The APOBS is used to conduct deliberate or hasty breaches through enemy antipersonnel minefields and multi-strand wire obstacles. It is light enough to be carried by two soldiers with backpacks and can be deployed within two minutes.

Once set in place, the APOBS rocket is fired from a 35-meter standoff position, sending the line charge with fragmentation grenades over a minefield or wire obstacle. The grenades neutralize or clear the mines and sever the wire, clearing a 45-meter-long footpath for troops.

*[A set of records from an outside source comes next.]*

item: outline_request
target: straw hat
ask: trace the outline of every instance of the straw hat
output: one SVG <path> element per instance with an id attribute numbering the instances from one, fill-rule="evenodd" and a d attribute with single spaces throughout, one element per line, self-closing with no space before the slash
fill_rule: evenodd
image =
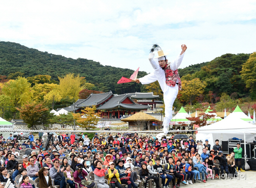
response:
<path id="1" fill-rule="evenodd" d="M 168 53 L 163 53 L 163 50 L 158 51 L 157 53 L 158 54 L 158 56 L 155 57 L 155 58 L 158 58 L 163 56 L 165 56 L 169 54 Z"/>

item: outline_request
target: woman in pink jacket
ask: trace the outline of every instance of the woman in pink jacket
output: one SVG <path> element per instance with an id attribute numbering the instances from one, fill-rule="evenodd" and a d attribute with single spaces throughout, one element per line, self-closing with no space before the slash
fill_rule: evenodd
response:
<path id="1" fill-rule="evenodd" d="M 73 176 L 74 177 L 74 182 L 79 183 L 79 187 L 77 187 L 77 184 L 75 184 L 75 188 L 91 188 L 95 185 L 95 183 L 92 182 L 89 185 L 84 186 L 82 184 L 82 181 L 84 179 L 86 181 L 88 181 L 88 178 L 85 176 L 87 176 L 88 174 L 82 169 L 82 164 L 77 164 L 75 166 L 75 171 L 73 174 Z"/>
<path id="2" fill-rule="evenodd" d="M 75 142 L 75 135 L 73 132 L 72 133 L 72 135 L 70 136 L 70 142 L 71 144 L 73 144 L 74 142 Z"/>

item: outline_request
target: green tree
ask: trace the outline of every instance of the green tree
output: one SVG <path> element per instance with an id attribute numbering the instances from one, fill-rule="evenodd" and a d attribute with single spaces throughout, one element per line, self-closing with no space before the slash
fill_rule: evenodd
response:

The APOBS replaces the Bangalore torpedo, which is heavier when all sections are used together, takes significantly longer to set up, and cannot be deployed from a standoff position. It reduces the number of soldiers required to carry and employ the system to two, as opposed to as many as 12 for a Bangalore torpedo using all sections.

The 125-pound system includes these features:
- Delay and command firing modes
- Deployable within 90 seconds
- Deployable from a 35-meter standoff
- Clears antipersonnel mines and complex wire obstacles
- Clears a footpath up to 1 meter by 45 meters

As a certified insensitive munition, the APOBS is safe to employ and transport.

===Current usage===

The U.S. Army and U.S. Marine Corps have used the APOBS to clear improvised explosive devices in southern Afghanistan.